Chantage à la liberté
Afin de mieux tourner en ridicule ce que son ressentiment lui intime de salir, la Dérision possède une arme redoutable avec le sacro-saint principe de la liberté d’expression. Si vous émettez une objection à l’étalage de ses vomissures, le verdict ne tarde pas à tomber : vous êtes un fieffé censeur, un inquisiteur, un pisse-froid. De cette façon le règne de la Dérision se conforte-t-il en exacerbant le plus possible la tension entre liberté et vérité. Ayant fait définitivement l’impasse sur cette dernière, et le deuil de toute vénération du Bien et du Beau, il ne reste plus à la Dérision qu’à se lancer à corps perdu dans l’aventure nihiliste de la liberté de tout dire, de tout montrer, sans respecter rien ni personne. Cette liberté illimitée, découplée de toute vérité sacrée, ou sainte, permet aux moqueurs de tout montrer, de tout dire sans pudeur ni retenue. Transparence absolue qui réduit l’être humain à de la viande, le corps, à ses fonctions organiques. Dès lors cet anti-humanisme n’a-t-il aucun mal à justifier son entreprise de démolition en nous persuadant que nous sommes peu de chose. Après nous avoir bien consciencieusement déshabillés, il lui est facile de nous persuader que nous sommes nus, et constitués uniquement de viscères !
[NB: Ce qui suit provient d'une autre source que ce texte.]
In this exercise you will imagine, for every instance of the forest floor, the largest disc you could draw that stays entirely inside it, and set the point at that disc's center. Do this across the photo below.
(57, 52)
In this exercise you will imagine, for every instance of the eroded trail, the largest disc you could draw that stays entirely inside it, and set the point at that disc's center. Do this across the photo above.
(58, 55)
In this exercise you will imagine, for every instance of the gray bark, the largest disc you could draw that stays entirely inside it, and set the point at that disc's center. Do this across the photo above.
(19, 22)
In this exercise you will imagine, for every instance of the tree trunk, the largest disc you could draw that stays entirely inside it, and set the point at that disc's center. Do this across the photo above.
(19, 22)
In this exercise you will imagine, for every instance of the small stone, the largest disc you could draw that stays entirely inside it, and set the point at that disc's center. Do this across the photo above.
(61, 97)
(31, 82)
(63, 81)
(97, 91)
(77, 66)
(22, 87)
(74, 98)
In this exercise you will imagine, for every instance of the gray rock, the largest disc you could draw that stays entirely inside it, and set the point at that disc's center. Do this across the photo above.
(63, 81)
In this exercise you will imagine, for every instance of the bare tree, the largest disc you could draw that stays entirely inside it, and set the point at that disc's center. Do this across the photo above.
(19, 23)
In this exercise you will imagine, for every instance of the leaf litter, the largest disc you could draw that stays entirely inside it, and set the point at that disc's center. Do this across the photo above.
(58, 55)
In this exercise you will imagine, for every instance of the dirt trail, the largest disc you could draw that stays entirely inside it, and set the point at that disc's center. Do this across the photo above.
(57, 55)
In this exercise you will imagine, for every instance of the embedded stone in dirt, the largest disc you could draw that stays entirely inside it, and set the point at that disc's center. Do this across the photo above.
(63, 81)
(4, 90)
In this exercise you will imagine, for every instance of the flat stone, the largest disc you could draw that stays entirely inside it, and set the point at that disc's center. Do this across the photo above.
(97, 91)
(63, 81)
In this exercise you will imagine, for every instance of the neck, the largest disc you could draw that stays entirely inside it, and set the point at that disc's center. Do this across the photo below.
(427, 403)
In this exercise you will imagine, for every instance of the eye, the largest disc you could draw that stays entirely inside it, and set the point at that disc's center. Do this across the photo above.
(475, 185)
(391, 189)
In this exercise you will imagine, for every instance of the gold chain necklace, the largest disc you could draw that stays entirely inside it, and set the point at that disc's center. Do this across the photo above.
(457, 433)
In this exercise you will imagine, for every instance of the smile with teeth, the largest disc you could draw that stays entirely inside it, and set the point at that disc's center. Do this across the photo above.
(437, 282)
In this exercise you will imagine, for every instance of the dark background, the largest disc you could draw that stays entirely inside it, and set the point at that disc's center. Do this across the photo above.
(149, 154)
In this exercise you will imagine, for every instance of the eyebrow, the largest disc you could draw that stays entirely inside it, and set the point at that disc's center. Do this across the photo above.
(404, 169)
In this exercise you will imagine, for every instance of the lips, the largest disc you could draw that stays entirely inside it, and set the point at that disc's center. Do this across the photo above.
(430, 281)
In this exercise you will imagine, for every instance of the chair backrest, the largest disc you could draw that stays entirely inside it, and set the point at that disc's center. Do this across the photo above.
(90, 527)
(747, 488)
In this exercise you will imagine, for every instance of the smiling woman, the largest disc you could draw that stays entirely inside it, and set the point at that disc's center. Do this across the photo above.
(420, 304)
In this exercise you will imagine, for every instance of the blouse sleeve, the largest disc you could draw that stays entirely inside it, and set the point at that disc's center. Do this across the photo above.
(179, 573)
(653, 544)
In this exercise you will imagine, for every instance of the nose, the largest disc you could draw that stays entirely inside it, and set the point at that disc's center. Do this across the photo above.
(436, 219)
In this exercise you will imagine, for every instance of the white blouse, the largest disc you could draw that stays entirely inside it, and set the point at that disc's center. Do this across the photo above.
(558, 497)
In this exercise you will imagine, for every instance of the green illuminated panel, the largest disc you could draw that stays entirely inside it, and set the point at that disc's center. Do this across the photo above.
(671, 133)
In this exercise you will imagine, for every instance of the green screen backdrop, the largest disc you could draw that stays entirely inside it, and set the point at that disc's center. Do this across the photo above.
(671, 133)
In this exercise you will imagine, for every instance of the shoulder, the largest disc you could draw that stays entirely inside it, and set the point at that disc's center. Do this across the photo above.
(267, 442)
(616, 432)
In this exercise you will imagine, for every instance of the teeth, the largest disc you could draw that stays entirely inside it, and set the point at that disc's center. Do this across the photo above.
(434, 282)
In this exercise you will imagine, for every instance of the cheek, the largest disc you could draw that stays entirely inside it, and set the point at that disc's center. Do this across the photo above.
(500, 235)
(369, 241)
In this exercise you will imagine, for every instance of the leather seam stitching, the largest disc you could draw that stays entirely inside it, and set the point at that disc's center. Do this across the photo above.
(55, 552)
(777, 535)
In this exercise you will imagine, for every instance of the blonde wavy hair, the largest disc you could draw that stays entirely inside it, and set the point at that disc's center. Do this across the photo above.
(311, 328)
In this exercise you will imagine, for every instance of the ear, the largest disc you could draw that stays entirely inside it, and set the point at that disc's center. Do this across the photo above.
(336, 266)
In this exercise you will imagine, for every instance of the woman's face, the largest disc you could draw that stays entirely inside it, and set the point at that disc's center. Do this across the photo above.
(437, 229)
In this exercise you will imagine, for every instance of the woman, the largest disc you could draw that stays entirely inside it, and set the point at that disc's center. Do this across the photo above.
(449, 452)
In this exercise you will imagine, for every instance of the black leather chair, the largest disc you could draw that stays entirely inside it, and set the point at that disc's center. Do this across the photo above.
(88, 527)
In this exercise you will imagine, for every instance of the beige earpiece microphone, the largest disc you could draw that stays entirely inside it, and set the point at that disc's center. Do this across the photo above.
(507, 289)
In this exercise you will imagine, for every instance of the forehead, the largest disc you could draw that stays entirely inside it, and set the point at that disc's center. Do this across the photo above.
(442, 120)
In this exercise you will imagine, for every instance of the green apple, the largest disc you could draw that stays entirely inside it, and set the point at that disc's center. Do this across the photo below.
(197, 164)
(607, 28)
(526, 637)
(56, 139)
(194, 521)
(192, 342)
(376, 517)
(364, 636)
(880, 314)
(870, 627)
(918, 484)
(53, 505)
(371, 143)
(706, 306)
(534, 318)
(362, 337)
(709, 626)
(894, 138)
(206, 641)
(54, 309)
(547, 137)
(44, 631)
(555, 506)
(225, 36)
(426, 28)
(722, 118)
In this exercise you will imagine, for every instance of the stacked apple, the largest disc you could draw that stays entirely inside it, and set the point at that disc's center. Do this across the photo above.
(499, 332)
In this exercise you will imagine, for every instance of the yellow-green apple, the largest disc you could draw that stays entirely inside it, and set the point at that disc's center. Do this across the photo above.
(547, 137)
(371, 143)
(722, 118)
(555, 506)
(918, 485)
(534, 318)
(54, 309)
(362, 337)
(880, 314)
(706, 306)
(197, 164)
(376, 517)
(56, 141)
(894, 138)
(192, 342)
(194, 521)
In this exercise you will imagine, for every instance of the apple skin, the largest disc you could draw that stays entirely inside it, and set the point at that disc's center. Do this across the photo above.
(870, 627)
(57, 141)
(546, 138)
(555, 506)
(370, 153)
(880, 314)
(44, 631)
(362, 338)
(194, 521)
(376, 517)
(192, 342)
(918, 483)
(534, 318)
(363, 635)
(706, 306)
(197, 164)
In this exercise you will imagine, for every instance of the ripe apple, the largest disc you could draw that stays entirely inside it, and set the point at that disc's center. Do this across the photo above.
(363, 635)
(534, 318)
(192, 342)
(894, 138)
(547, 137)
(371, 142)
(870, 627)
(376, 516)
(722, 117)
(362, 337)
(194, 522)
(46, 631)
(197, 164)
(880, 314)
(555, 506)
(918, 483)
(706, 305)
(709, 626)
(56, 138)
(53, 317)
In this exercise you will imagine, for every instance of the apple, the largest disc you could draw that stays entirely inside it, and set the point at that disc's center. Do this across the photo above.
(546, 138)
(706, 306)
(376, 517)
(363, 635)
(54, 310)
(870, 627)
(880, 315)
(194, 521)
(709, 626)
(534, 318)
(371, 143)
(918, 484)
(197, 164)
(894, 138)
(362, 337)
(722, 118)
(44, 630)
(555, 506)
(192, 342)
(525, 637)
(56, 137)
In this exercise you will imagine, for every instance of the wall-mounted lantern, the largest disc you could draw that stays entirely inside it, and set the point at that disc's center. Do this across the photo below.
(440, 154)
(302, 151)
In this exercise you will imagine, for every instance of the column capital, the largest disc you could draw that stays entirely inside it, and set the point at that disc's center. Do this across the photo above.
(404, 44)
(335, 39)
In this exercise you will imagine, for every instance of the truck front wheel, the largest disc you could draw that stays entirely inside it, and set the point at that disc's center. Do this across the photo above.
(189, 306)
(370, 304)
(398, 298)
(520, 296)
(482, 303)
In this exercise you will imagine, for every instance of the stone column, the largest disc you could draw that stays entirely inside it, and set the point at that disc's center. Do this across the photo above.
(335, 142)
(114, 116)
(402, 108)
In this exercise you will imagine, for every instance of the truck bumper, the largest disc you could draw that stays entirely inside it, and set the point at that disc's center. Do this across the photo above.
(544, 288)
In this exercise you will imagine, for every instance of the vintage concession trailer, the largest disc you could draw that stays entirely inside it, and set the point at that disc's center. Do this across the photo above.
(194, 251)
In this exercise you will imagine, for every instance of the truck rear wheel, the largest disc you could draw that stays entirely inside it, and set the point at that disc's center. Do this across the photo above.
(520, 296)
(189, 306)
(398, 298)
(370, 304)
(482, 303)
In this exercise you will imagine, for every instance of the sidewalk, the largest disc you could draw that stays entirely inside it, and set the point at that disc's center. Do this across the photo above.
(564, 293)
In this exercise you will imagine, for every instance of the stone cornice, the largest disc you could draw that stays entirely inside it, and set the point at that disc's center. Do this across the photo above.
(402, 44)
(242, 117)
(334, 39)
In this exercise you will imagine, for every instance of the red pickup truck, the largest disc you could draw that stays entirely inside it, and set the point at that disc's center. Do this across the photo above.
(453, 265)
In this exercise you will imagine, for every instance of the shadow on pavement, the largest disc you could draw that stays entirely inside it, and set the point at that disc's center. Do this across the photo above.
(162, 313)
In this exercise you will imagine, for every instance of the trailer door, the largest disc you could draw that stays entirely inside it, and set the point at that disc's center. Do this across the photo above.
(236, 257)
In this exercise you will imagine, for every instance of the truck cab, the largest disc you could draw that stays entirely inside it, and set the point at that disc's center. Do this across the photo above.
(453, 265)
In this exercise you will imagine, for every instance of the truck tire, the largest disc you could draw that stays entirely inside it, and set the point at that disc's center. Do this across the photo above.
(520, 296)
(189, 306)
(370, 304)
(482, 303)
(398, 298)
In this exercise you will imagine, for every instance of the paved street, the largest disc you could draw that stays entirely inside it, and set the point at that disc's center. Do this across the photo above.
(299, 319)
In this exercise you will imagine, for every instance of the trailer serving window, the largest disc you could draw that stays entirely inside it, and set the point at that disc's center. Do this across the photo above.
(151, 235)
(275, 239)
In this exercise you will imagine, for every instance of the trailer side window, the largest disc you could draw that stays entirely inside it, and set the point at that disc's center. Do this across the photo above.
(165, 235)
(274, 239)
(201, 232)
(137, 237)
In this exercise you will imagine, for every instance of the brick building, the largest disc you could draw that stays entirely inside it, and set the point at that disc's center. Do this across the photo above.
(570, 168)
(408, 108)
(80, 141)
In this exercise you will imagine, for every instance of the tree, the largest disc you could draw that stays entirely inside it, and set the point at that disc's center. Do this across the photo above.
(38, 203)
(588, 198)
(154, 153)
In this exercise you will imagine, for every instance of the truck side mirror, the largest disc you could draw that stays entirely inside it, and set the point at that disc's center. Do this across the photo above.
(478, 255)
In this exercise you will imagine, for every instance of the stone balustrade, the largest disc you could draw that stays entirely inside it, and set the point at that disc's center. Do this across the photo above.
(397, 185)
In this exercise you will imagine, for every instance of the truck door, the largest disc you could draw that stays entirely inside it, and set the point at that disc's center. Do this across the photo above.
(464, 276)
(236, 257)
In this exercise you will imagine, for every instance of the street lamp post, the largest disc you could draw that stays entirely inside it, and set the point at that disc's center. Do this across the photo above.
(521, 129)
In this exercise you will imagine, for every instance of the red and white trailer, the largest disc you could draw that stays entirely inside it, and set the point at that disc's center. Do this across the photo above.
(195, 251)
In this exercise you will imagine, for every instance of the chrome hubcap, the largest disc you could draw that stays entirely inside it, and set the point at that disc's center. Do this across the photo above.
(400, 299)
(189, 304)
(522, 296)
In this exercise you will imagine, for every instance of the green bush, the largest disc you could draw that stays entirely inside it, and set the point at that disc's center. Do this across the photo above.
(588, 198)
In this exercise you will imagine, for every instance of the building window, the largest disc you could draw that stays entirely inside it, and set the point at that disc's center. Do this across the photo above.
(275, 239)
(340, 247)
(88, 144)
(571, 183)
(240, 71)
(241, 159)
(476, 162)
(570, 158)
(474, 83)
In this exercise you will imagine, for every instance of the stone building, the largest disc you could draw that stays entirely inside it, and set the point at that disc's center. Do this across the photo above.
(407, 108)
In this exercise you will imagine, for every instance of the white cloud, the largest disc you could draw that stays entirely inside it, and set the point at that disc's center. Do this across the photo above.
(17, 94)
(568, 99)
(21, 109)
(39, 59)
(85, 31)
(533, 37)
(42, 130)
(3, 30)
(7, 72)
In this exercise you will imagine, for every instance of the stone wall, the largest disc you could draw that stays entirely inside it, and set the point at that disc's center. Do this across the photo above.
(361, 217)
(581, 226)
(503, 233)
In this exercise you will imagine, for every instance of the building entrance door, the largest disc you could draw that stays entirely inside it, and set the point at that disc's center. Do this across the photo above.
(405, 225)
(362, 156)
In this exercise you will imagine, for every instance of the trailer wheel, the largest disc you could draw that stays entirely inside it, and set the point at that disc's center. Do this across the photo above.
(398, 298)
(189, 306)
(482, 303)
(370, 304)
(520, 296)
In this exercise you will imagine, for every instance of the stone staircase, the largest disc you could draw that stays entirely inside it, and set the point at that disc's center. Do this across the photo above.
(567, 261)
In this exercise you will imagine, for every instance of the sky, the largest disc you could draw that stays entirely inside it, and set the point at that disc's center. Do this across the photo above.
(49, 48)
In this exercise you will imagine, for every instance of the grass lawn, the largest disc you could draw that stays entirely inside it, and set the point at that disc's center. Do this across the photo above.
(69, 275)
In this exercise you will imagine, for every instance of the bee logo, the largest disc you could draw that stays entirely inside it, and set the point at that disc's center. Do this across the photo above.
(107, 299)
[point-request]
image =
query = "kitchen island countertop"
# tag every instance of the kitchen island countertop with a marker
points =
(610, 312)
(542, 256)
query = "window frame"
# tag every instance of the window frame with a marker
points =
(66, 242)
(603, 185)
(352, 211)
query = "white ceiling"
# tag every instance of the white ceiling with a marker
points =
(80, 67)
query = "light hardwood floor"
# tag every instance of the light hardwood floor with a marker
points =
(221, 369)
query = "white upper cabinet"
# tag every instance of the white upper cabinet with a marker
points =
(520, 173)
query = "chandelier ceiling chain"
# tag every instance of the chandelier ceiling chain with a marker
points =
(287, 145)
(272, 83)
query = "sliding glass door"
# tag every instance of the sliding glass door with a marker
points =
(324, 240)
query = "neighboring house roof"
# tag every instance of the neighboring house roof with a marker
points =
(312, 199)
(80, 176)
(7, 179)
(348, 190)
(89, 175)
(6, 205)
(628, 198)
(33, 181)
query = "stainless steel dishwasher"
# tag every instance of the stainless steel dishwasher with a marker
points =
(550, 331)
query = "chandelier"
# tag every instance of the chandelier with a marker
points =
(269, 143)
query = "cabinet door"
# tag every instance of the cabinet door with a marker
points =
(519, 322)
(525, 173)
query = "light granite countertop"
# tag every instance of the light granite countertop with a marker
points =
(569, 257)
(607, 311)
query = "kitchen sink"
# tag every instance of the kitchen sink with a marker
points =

On recherche des victimes consentantes
Et gare à vous si vous ne riez pas au spectacle de votre propre profanation ! C’est que vous êtes un catho coincé, une Marie-Chantal des beaux quartiers à jupe à carreaux et bandeau sur la tête, ou encore un refoulé sexuel, un psychorigide. La Dérision n’a pas sa pareille pour mettre les rieurs et ricaneurs de son côté : là réside sa tactique gagnante. Pour elle, il s’agit toujours de s’acharner sur une victime que l’on désignera au prurit de raillerie du public. La Dérision est structurée comme un lynchage.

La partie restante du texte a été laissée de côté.